Although born in Wimbledon, Paradinas spent his formative years in various locations across London. He took up keyboards in the early 1980s and absorbed new-wave acts such as Human League and New Order. Several bands occupied him during the mid-1980s, after which he spent eight years on keyboards with Blue Innocence. Throughout that period he also tracked solo material on synthesizers and a four-track recorder. Following Blue Innocence’s dissolution in 1992, Paradinas and bassist Francis Naughton acquired sequencing software and reworked earlier compositions. When the results reached Mark Pritchard and Tom Middleton—the duo responsible for Global Communication and Reload who also ran Evolution Records—the pair expressed interest in releasing the material. Subsequent recording obligations compelled Pritchard and Middleton to step back, yet by then Richard D. James, known as Aphex Twin, had encountered the tracks and offered to issue a double album on his Rephlex Records label.

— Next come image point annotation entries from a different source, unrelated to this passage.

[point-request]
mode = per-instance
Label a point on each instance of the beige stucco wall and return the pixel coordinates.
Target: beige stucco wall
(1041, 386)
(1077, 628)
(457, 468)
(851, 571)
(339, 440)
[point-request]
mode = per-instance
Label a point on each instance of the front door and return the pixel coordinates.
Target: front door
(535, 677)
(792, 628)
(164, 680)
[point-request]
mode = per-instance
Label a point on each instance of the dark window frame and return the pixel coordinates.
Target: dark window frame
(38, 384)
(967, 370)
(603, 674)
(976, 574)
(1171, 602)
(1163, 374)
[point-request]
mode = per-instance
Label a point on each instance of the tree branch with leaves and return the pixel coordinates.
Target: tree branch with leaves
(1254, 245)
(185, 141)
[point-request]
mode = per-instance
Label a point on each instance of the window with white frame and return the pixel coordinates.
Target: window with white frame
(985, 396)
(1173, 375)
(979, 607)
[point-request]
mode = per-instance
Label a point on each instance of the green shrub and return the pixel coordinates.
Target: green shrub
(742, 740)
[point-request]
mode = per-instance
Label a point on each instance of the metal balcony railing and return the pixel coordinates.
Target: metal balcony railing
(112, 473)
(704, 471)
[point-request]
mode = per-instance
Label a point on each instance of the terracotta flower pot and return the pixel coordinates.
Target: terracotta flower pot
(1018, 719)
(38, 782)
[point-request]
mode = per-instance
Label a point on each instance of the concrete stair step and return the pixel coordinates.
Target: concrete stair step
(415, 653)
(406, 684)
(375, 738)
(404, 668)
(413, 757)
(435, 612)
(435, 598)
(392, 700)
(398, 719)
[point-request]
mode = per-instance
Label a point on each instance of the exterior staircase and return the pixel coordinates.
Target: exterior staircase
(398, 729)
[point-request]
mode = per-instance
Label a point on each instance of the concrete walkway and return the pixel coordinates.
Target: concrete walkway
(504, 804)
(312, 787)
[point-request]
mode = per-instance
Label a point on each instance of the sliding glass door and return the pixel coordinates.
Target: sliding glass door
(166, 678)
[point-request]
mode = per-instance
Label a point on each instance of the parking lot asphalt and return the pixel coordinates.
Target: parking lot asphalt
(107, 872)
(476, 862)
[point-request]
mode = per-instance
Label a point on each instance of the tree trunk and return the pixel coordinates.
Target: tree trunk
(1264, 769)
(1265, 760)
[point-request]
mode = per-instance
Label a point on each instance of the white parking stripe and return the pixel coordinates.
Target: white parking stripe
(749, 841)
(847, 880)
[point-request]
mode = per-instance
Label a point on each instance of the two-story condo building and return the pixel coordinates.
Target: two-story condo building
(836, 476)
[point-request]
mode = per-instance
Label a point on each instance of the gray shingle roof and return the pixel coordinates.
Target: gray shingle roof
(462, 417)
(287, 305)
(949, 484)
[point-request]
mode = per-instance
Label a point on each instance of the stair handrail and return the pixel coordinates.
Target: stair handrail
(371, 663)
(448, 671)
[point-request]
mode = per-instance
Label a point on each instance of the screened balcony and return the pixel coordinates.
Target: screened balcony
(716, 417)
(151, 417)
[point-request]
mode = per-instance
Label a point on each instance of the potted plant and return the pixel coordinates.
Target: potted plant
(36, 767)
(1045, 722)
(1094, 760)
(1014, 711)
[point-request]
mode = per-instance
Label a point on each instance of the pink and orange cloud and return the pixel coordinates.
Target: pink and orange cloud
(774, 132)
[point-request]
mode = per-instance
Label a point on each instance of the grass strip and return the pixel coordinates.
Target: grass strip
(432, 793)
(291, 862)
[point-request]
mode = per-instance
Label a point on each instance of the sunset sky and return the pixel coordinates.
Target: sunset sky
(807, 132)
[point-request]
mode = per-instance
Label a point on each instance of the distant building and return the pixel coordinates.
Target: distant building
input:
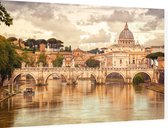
(157, 49)
(126, 53)
(160, 62)
(42, 47)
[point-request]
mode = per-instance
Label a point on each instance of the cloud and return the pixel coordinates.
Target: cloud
(100, 37)
(157, 41)
(158, 13)
(152, 25)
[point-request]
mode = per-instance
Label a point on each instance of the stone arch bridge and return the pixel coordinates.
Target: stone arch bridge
(71, 75)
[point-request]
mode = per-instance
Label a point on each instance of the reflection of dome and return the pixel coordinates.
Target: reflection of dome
(126, 33)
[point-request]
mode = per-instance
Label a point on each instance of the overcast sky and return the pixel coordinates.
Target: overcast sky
(83, 26)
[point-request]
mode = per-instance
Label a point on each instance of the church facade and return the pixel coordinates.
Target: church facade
(126, 53)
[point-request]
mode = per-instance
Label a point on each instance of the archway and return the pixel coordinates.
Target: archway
(93, 79)
(22, 81)
(114, 78)
(23, 76)
(141, 77)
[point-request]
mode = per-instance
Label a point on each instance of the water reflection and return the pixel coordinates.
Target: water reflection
(83, 103)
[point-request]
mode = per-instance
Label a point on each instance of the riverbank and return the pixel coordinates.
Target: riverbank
(156, 87)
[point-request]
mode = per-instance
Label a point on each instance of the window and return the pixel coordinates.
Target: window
(120, 61)
(133, 61)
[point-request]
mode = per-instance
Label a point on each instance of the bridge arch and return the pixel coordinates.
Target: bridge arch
(144, 73)
(58, 75)
(118, 74)
(14, 78)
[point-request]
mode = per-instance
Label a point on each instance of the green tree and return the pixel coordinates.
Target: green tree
(9, 60)
(138, 79)
(43, 59)
(58, 61)
(28, 59)
(92, 63)
(5, 16)
(154, 56)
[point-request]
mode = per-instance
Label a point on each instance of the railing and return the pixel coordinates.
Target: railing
(79, 69)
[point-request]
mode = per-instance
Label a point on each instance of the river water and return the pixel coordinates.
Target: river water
(58, 103)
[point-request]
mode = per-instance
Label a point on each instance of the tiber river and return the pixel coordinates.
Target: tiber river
(58, 103)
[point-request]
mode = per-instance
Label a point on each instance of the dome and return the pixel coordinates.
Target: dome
(126, 33)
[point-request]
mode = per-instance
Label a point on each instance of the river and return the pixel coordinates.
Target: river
(58, 103)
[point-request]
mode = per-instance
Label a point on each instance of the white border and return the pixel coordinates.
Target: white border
(160, 4)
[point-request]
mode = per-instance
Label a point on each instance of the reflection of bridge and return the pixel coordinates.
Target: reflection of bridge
(71, 75)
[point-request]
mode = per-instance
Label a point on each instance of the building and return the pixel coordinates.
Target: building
(126, 53)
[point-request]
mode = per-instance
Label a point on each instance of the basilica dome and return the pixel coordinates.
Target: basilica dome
(126, 34)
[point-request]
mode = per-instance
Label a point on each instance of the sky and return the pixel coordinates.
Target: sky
(83, 26)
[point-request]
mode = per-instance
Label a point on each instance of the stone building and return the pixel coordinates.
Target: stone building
(126, 53)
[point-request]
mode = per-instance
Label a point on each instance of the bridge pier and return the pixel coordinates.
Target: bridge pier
(100, 80)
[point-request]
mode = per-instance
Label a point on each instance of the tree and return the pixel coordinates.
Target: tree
(138, 79)
(11, 39)
(5, 16)
(56, 44)
(58, 61)
(154, 56)
(9, 60)
(28, 59)
(43, 59)
(92, 63)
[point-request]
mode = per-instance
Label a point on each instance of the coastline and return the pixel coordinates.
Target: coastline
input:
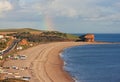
(46, 65)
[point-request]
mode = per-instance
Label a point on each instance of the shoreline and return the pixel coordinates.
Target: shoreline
(45, 62)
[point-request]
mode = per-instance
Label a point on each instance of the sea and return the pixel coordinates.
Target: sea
(94, 63)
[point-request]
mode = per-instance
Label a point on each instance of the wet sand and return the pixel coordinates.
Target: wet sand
(44, 62)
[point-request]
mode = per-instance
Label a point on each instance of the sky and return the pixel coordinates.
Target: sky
(71, 16)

The first µ-Ziq album—its name derived from markings on a blank tape and pronounced “mew-zeek”—emerged in 1993 as Tango n’ Vectif. That record established the pattern for most of Paradinas’s later output, pairing at times pulverizing metal-cage percussion with an array of striking melodies. Rephlex was then gaining momentum amid growing critical focus on Aphex Twin’s Selected Ambient Works 85-92. Although James’s involvement with the label later diminished relative to co-founder Grant Wilson Claridge, subsequent Rephlex releases by Cylob, Luke Vibert (recording as Wagon Christ), Seefeel, and Squarepusher positioned the imprint among the foremost electronic home-listening labels.

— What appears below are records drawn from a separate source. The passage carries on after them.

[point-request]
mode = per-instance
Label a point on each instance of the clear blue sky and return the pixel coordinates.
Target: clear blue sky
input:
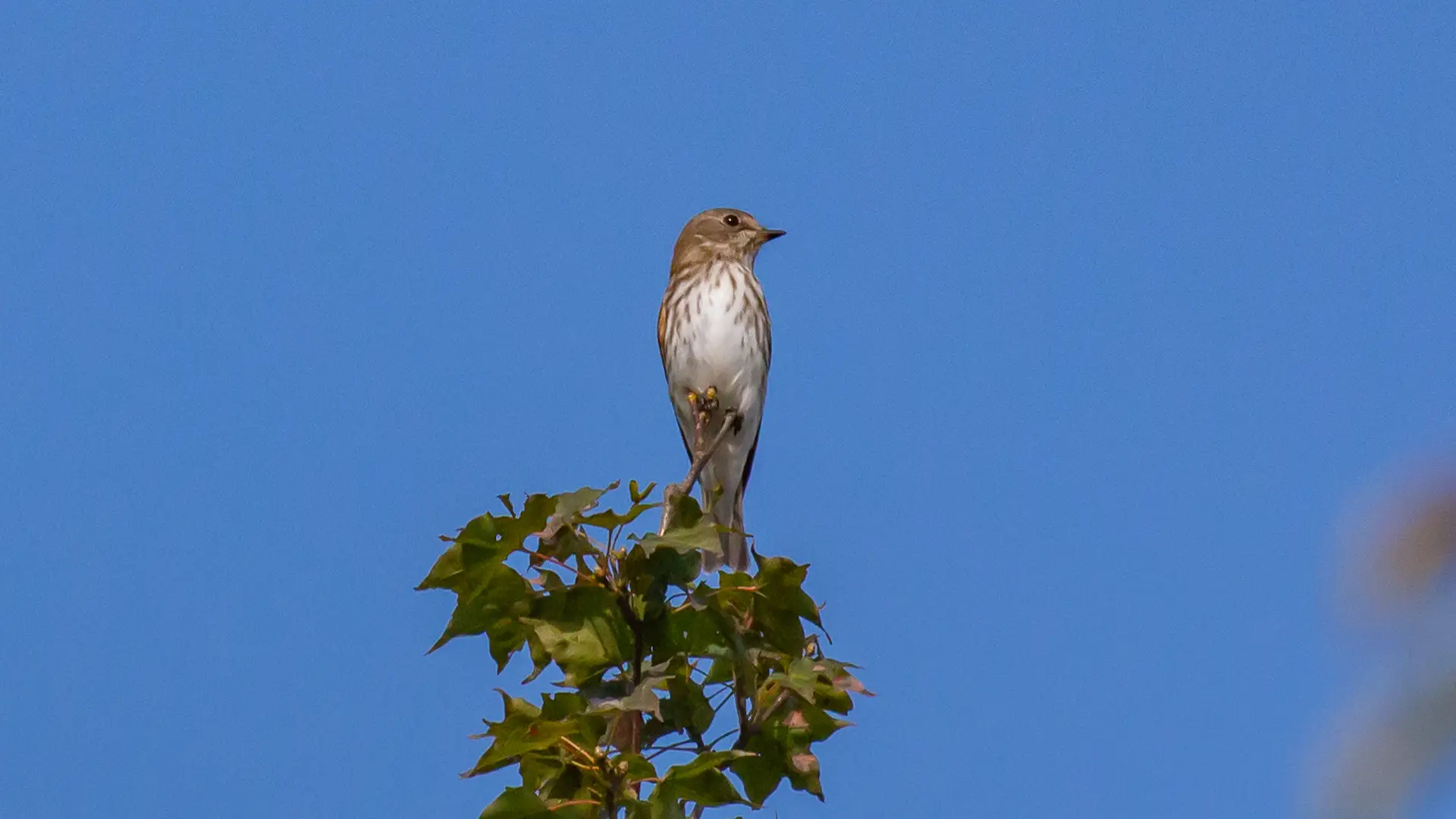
(1091, 322)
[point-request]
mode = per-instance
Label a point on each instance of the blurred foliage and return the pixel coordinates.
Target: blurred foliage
(1395, 742)
(676, 692)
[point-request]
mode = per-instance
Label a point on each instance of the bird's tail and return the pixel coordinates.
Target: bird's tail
(727, 510)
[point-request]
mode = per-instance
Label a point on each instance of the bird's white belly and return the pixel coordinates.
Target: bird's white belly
(723, 350)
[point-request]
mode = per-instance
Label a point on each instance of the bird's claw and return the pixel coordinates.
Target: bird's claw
(705, 403)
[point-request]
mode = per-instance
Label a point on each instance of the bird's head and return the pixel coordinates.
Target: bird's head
(721, 232)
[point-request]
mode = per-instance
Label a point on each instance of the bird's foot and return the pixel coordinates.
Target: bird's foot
(705, 401)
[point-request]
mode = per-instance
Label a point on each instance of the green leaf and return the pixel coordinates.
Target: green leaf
(701, 537)
(519, 732)
(492, 601)
(582, 630)
(688, 707)
(702, 780)
(634, 768)
(517, 803)
(610, 519)
(639, 494)
(761, 774)
(685, 510)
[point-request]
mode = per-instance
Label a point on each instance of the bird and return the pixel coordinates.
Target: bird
(712, 331)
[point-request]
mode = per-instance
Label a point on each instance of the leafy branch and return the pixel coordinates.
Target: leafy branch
(642, 646)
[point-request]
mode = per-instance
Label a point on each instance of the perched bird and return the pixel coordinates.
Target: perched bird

Naughton’s increasing commitment to college studies led him to withdraw from µ-Ziq. Bluff Limbo, the second album, had been slated for mid-1994 release, yet only one thousand copies circulated initially; Rephlex issued it officially in 1996 after Paradinas took legal action against the label. His first major-label project arrived later in 1994 when Virgin Records commissioned a remix EP. µ-Ziq vs. the Auteurs stood as a prominent instance of the “remix-by-obliteration” approach then popular among electronica producers, in which reworked pop songs retained no audible link to their sources.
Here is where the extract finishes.